8. When the argument raised by learned Counsel is examined in the light of the view expressed by the Supreme Court in Bhoop Singh's case (supra) then it becomes evident that both the Courts below have not regarded the family settlement, as referred in the decree itself, as bona fide. The aforementioned family settlement has been found to be a sham transaction, which has been cited for the purposes of practicing fraud upon law concerning stamp duty and registration. The Supreme Court in Bhoop Singh's case (supra) has referred to the exception created by Sections 17(1), (b) and (c) as created by Sub-section 2 of Section 17 of Indian Stamp Act, 1899. Therefore, the question which must be inquired by a Court is whether a document has recorded the fact of conferring or extinguishing, a right or title in the property for the first time, which is more than Rs. 100/- and upwards, then the document or compromise memo or a decree is to be a compulsorily registered. When the decree dated 18.11.1995 is examined in the light of the aforementioned principles it becomes evident that preceding to the decree there was no family settlement or compromise, oral or in writing. If there was any oral understanding or family settlement, then it cannot ipso facto be accepted unless it is reflected in some form either in the revenue record or anywhere else before the same could be accepted by a Court passing the decree. Therefore, for the purposes of examining the nature of the judgment and decree the Courts below have rightly gone into the bona fide nature of the averments made with regard to family settlement there is thus no merit in the argument raised by the learned Counsel for the defendant-appellant.
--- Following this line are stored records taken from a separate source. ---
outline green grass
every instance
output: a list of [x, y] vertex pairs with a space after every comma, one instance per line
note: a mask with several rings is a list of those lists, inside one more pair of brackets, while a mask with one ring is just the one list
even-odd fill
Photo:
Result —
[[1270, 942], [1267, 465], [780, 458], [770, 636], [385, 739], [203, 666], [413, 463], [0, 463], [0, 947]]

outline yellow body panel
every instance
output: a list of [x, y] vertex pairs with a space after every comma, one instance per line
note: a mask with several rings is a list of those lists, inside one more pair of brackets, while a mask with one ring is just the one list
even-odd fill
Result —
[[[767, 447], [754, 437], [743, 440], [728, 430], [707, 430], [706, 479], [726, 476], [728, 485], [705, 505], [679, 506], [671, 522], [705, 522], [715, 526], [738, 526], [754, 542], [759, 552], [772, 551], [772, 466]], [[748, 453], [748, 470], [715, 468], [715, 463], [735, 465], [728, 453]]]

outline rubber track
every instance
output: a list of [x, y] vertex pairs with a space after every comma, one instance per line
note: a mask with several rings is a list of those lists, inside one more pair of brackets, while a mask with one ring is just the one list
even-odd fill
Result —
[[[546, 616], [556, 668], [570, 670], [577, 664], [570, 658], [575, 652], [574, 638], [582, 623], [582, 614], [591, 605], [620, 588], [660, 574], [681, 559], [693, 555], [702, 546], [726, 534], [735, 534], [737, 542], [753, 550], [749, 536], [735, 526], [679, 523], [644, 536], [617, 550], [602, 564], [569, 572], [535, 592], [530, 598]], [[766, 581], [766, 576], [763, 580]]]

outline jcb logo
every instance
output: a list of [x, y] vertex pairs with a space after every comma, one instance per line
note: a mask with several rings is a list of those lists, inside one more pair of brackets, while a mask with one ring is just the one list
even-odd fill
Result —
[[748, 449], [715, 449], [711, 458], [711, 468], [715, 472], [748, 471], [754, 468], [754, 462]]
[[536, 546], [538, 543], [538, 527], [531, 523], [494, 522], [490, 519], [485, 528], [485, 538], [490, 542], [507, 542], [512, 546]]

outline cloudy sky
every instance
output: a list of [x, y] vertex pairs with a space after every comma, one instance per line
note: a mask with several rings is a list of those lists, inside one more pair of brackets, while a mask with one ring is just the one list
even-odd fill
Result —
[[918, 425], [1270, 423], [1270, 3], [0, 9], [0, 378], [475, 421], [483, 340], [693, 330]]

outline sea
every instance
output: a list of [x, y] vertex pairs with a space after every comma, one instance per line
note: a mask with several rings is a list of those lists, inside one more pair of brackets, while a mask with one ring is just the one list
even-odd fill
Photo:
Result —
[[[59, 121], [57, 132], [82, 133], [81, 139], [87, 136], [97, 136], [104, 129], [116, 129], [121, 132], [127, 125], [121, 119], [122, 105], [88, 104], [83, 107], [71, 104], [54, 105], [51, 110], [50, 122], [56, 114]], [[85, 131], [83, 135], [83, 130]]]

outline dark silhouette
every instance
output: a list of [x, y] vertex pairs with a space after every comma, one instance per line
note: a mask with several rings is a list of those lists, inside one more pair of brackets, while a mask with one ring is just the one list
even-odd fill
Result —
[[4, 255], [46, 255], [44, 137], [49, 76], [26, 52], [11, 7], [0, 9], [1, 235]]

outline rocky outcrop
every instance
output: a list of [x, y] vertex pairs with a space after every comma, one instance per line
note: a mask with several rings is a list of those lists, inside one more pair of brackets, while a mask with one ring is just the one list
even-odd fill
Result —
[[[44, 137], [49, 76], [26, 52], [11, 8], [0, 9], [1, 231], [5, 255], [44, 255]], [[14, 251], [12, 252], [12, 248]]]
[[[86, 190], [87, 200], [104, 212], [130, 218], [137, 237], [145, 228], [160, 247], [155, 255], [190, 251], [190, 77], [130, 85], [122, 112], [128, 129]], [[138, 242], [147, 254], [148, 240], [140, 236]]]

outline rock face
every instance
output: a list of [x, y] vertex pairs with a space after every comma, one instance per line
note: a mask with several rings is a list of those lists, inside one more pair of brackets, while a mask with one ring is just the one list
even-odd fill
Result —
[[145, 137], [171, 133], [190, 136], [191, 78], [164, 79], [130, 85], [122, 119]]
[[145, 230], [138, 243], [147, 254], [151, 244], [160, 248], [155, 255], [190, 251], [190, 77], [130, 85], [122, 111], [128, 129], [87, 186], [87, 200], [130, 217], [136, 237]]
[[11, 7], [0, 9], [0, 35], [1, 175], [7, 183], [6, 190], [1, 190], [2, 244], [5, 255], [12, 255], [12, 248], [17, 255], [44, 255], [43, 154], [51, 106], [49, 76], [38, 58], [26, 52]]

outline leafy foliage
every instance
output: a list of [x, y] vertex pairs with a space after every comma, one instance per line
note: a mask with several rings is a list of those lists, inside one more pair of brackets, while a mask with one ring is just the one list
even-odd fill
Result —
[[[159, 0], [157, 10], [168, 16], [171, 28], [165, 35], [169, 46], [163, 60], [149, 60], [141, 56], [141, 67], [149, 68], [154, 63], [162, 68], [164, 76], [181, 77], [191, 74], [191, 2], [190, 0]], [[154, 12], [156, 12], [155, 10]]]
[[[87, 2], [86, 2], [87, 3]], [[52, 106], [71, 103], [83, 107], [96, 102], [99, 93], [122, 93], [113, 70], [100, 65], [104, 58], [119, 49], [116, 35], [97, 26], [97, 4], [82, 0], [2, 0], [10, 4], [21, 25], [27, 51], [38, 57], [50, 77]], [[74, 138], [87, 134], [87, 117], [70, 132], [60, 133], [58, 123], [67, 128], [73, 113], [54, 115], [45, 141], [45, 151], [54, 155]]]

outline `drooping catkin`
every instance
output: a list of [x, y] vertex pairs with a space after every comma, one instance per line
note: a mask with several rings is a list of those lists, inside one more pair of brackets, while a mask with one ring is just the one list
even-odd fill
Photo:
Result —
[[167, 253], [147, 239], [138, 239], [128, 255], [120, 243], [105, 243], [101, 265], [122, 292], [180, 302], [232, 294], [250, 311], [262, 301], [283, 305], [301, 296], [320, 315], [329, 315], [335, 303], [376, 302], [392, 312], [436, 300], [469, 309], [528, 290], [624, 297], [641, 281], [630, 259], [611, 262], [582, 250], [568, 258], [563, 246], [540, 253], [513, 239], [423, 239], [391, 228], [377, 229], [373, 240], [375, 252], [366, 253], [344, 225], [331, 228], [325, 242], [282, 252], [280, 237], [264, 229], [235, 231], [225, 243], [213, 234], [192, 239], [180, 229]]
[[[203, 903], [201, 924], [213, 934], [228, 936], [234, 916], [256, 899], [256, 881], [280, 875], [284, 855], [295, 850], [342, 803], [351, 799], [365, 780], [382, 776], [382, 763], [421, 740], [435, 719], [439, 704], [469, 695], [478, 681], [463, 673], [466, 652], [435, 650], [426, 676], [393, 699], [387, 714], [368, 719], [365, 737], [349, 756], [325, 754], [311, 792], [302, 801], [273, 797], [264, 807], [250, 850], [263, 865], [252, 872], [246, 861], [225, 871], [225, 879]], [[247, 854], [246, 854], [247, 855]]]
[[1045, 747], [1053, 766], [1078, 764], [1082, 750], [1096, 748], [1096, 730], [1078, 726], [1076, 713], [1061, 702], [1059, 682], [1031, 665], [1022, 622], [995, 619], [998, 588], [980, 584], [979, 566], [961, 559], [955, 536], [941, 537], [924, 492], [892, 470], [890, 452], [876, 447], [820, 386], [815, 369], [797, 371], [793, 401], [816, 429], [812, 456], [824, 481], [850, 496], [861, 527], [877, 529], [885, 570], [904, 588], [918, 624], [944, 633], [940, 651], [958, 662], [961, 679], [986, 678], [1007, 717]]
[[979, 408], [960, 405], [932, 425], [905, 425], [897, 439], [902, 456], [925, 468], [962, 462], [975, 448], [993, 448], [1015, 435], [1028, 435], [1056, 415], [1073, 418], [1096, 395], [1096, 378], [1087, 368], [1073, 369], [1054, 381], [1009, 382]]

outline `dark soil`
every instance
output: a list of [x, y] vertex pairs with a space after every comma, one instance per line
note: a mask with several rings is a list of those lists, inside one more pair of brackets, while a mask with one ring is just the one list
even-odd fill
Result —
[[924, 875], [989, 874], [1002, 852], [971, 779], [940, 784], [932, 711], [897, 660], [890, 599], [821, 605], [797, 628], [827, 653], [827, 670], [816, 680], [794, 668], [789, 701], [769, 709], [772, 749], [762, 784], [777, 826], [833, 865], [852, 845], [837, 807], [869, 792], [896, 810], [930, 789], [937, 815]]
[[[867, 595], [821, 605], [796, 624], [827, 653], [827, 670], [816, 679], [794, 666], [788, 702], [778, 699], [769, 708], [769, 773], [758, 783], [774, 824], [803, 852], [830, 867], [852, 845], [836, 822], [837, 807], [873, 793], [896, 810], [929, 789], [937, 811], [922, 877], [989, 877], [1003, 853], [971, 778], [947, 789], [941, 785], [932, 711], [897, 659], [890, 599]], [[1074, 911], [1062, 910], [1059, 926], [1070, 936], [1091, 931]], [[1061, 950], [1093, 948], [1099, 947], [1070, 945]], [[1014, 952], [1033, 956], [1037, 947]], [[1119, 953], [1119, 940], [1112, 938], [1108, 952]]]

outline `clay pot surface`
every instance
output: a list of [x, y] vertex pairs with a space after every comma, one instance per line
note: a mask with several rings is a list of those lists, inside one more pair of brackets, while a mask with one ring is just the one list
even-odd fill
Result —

9. The other argument that no suit for declaration alone without relief of possession is competent would not require any detailed consideration because the plaintiff-respondent has been proved to be a co-sharer although not in possession of the suit land and, therefore, suit for declaration without seeking he relief of possession would be competent, as has been held by this Court in Amar Singh's case (supra) on which reliance has been rightly placed by the Trial Court. Therefore, I do not find any merit in the aforementioned argument.
10. For the reasons stated above, this appeal fails and the same is dismissed with costs.